Axial T1w-Dixon and sagittal T2w FSE images contain sufficient information to generate sagittal T1w FSE and STIR images.
T1w fast spin echo and short tau inversion recovery can be retroactively added to existing datasets, saving MRI time and enabling retrospective analysis, such as evaluating bone marrow pathologies.
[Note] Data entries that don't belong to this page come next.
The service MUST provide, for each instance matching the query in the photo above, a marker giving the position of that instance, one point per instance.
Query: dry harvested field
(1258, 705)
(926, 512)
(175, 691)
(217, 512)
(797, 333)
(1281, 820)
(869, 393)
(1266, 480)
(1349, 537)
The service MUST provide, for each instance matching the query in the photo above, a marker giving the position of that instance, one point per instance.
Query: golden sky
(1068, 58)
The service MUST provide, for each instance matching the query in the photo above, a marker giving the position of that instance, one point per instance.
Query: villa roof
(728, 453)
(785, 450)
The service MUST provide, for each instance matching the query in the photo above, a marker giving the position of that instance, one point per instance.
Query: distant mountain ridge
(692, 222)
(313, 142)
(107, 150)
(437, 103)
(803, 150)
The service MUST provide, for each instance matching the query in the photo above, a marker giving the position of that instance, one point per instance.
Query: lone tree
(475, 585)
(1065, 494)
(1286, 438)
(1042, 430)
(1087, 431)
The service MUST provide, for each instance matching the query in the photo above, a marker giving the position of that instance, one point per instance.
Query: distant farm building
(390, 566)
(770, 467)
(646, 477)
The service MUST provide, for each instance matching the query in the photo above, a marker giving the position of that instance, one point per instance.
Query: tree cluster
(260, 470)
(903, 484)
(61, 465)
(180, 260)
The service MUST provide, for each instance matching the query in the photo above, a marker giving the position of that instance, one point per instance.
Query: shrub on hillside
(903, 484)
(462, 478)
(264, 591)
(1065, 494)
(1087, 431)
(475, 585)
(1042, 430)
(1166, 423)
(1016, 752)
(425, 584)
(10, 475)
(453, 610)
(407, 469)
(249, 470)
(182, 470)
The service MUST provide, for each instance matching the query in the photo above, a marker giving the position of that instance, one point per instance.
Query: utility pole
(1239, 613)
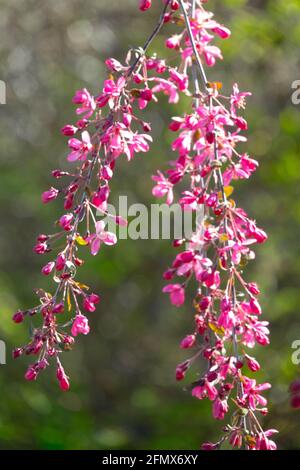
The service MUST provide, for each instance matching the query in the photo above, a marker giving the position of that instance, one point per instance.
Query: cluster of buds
(227, 313)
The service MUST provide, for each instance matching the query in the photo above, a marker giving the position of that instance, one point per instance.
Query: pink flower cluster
(227, 312)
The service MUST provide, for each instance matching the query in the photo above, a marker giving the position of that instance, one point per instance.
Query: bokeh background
(123, 394)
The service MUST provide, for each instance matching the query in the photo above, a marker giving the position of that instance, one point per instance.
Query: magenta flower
(80, 325)
(86, 102)
(80, 148)
(220, 408)
(100, 236)
(176, 292)
(252, 392)
(49, 195)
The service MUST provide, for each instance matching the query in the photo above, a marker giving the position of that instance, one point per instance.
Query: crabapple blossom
(226, 311)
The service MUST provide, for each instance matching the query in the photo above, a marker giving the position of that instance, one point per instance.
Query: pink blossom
(252, 392)
(69, 130)
(205, 390)
(90, 301)
(49, 195)
(220, 408)
(163, 187)
(188, 342)
(66, 221)
(80, 325)
(181, 80)
(176, 292)
(144, 4)
(100, 236)
(80, 148)
(86, 102)
(62, 378)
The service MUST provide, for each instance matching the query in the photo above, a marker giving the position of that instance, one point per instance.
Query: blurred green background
(123, 393)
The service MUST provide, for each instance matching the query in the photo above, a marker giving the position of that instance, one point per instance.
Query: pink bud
(40, 248)
(49, 195)
(58, 308)
(253, 288)
(144, 4)
(65, 222)
(188, 341)
(60, 262)
(121, 221)
(241, 123)
(62, 379)
(252, 364)
(31, 373)
(146, 94)
(17, 352)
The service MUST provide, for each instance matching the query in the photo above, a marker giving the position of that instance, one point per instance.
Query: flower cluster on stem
(226, 309)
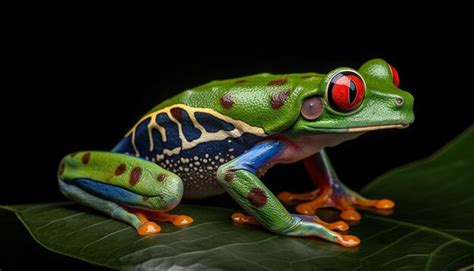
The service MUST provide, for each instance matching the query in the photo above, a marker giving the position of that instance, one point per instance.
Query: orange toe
(348, 240)
(305, 209)
(350, 215)
(181, 220)
(384, 204)
(339, 225)
(148, 228)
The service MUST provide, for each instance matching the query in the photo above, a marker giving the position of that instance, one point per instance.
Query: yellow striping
(240, 128)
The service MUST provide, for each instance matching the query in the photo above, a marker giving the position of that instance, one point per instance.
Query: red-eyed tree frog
(222, 136)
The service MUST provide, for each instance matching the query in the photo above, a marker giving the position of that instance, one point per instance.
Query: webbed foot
(341, 198)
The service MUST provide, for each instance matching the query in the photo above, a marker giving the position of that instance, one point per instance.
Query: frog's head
(347, 100)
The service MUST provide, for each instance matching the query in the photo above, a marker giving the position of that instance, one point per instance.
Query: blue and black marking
(213, 124)
(198, 165)
(190, 132)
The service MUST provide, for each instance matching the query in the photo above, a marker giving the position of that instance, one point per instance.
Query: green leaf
(431, 229)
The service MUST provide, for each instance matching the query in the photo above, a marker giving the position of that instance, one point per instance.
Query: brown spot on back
(176, 113)
(279, 98)
(120, 170)
(86, 158)
(62, 167)
(227, 101)
(257, 197)
(229, 176)
(161, 177)
(135, 176)
(278, 82)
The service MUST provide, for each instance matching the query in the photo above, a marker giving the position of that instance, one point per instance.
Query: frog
(223, 136)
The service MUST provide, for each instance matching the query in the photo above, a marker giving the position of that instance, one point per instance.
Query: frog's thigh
(109, 181)
(239, 179)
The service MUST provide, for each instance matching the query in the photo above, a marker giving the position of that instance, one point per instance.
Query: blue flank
(258, 156)
(109, 192)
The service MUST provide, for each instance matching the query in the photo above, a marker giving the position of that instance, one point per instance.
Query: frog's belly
(190, 142)
(197, 167)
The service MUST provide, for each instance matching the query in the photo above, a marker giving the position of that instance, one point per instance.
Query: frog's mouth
(376, 127)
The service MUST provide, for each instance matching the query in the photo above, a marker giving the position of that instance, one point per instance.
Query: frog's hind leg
(137, 220)
(239, 179)
(331, 192)
(124, 187)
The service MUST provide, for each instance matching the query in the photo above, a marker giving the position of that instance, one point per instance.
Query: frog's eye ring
(396, 79)
(312, 108)
(346, 91)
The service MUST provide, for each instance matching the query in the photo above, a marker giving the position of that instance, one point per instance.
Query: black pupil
(352, 92)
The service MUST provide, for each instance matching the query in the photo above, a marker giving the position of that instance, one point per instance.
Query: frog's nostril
(399, 101)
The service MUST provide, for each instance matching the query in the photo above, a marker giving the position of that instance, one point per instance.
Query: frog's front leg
(331, 192)
(239, 179)
(127, 188)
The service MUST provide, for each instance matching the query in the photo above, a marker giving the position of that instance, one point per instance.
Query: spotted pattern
(135, 176)
(227, 101)
(197, 165)
(278, 82)
(62, 167)
(279, 99)
(86, 157)
(257, 197)
(229, 176)
(161, 177)
(120, 170)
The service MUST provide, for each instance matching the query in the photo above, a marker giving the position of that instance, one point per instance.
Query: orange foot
(146, 227)
(245, 219)
(345, 201)
(177, 220)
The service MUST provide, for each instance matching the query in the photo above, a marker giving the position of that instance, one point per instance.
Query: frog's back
(197, 131)
(264, 100)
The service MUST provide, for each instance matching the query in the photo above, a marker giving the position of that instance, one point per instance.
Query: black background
(83, 90)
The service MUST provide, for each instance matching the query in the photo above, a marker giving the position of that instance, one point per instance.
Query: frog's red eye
(396, 79)
(312, 108)
(346, 91)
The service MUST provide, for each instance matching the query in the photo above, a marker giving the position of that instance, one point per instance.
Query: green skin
(288, 137)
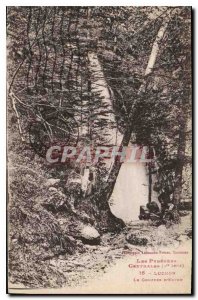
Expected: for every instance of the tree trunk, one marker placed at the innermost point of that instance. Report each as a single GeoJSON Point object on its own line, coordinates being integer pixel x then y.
{"type": "Point", "coordinates": [127, 136]}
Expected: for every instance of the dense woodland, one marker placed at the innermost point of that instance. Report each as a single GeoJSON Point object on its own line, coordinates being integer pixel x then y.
{"type": "Point", "coordinates": [145, 59]}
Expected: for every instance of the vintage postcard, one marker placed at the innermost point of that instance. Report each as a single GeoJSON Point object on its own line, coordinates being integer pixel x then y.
{"type": "Point", "coordinates": [99, 117]}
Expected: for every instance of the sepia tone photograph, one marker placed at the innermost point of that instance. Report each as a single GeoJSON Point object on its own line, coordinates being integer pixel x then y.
{"type": "Point", "coordinates": [99, 149]}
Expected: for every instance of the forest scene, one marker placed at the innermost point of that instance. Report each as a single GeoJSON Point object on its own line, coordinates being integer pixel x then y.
{"type": "Point", "coordinates": [107, 77]}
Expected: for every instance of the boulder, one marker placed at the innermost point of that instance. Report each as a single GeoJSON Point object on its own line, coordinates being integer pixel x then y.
{"type": "Point", "coordinates": [52, 182]}
{"type": "Point", "coordinates": [136, 240]}
{"type": "Point", "coordinates": [89, 235]}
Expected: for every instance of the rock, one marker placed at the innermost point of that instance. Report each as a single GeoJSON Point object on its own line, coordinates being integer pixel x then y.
{"type": "Point", "coordinates": [162, 231]}
{"type": "Point", "coordinates": [136, 240]}
{"type": "Point", "coordinates": [52, 182]}
{"type": "Point", "coordinates": [89, 235]}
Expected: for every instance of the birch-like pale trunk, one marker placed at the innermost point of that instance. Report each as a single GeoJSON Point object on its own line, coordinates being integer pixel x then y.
{"type": "Point", "coordinates": [108, 190]}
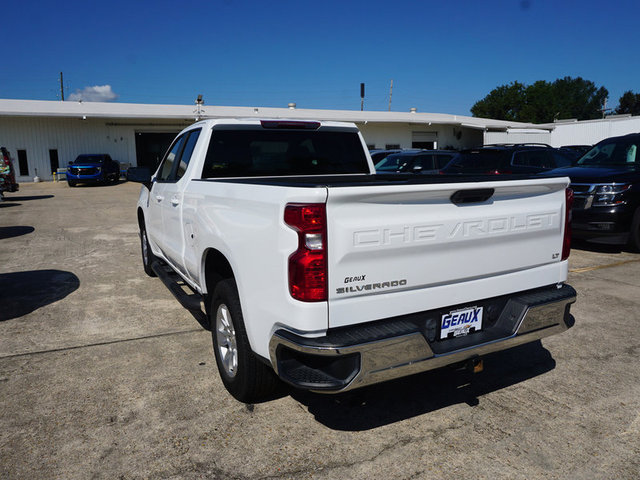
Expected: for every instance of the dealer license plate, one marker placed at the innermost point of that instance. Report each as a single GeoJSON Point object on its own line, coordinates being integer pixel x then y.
{"type": "Point", "coordinates": [461, 322]}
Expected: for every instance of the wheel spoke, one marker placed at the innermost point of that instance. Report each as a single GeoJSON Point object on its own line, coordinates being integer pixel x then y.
{"type": "Point", "coordinates": [226, 340]}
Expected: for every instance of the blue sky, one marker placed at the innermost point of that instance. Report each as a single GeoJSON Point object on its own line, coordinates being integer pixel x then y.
{"type": "Point", "coordinates": [443, 56]}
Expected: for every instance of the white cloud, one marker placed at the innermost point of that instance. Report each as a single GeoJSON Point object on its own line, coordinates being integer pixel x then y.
{"type": "Point", "coordinates": [97, 93]}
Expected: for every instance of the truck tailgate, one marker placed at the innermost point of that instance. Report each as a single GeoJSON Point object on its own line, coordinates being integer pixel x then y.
{"type": "Point", "coordinates": [400, 249]}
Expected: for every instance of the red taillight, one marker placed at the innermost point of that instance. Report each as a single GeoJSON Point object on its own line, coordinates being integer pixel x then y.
{"type": "Point", "coordinates": [308, 264]}
{"type": "Point", "coordinates": [566, 242]}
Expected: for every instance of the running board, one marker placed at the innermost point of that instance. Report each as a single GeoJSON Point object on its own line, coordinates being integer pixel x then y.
{"type": "Point", "coordinates": [189, 301]}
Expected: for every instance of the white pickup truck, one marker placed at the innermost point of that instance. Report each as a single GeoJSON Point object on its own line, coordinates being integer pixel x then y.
{"type": "Point", "coordinates": [312, 269]}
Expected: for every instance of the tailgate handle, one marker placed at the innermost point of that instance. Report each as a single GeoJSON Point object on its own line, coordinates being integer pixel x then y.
{"type": "Point", "coordinates": [477, 195]}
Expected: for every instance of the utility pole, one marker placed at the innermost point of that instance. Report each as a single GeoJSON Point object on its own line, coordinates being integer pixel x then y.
{"type": "Point", "coordinates": [604, 108]}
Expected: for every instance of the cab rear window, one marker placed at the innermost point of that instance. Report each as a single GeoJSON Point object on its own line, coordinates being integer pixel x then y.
{"type": "Point", "coordinates": [264, 152]}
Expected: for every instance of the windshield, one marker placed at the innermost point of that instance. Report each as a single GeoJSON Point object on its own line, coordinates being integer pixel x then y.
{"type": "Point", "coordinates": [622, 152]}
{"type": "Point", "coordinates": [392, 163]}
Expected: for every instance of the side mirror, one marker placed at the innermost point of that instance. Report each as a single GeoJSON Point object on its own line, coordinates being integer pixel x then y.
{"type": "Point", "coordinates": [140, 175]}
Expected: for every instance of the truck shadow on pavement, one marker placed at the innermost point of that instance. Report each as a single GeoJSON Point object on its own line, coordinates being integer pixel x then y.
{"type": "Point", "coordinates": [408, 397]}
{"type": "Point", "coordinates": [16, 231]}
{"type": "Point", "coordinates": [31, 197]}
{"type": "Point", "coordinates": [24, 292]}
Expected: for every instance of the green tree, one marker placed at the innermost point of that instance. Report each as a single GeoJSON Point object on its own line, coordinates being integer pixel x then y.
{"type": "Point", "coordinates": [629, 103]}
{"type": "Point", "coordinates": [543, 102]}
{"type": "Point", "coordinates": [502, 103]}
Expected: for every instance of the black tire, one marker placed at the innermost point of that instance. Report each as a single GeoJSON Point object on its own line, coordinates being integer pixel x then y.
{"type": "Point", "coordinates": [147, 255]}
{"type": "Point", "coordinates": [634, 236]}
{"type": "Point", "coordinates": [244, 376]}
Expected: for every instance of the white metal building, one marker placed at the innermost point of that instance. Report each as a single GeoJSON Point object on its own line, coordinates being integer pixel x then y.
{"type": "Point", "coordinates": [44, 135]}
{"type": "Point", "coordinates": [569, 132]}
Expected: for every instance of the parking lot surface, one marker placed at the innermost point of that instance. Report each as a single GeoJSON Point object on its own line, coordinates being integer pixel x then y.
{"type": "Point", "coordinates": [104, 375]}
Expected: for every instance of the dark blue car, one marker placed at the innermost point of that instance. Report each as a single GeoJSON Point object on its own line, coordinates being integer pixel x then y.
{"type": "Point", "coordinates": [93, 168]}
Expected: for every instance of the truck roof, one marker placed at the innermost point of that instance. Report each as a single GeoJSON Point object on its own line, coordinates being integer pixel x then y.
{"type": "Point", "coordinates": [259, 121]}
Sagittal T2-weighted images alone were insufficient for differentiating fat and water and to generate T1-weighted images. Axial T1w Dixon technique, together with a T2-weighted sequence, produced realistic sagittal T1-weighted images. Our approach can be used to retrospectively generate STIR and T1-weighted fast spin echo sequences.
从矢状位T2加权(T2w)快速自旋回波序列和轴位T1加权梯度回波狄克逊技术(T1w-Dixon)序列生成矢状位T1加权快速自旋回波(T1w FSE)和短反转时间反转恢复(STIR)图像。
这项回顾性研究使用了三个现有数据集:“波美拉尼亚健康研究”(SHIP,3142名受试者,1.5特斯拉)、“德国国家队列”(NAKO,2000名受试者,3特斯拉)和一个内部数据集(157名患者,1.5/3特斯拉)。我们基于两个相继应用的3D Pix2Pix深度学习模型,从矢状位T2w FSE和低分辨率轴位T1w-Dixon序列生成合成矢状位T1w FSE和STIR图像。在消融测试中,使用“峰值信噪比”(PSNR)和“结构相似性指数度量”(SSIM)来评估生成的图像质量。进行了一项图灵测试,由七位放射科医生将240张图像评定为是原始采集的还是生成的,使用错误分类率和弗莱iss卡帕评分者间一致性进行评估。
与仅使用单个T2w图像作为输入相比(T1w FSE的PSNR = 23.076/24.677,SSIM = 0.952/0.928;STIR的PSNR = 23.076/24.677,SSIM = 0.952/0.928),纳入轴位T1w-Dixon或T1w FSE图像可使生成的T1w FSE(PSNR = 26.942,SSIM = 0.965)和STIR(PSNR = 28.86,SSIM = 0.948)图像具有更高的图像质量。放射科医生难以识别生成的图像(T1w FSE的错误分类率:0.39±0.09,STIR的错误分类率:0.42±0.18),并且在可疑图像上显示出较低的评分者间一致性(T1w/STIR的弗莱iss卡帕值:0.09)。
轴位T1w-Dixon和矢状位T2w FSE图像包含足够的信息来生成矢状位T1w FSE和STIR图像。
T1w快速自旋回波和短反转时间反转恢复可以追溯添加到现有数据集中,节省MRI时间并实现回顾性分析,例如评估骨髓病变。
单独的矢状位T2加权图像不足以区分脂肪和水以及生成T1加权图像。轴位T1w狄克逊技术与T2加权序列一起可生成逼真的矢状位T1加权图像。我们的方法可用于回顾性生成STIR和T1加权快速自旋回波序列。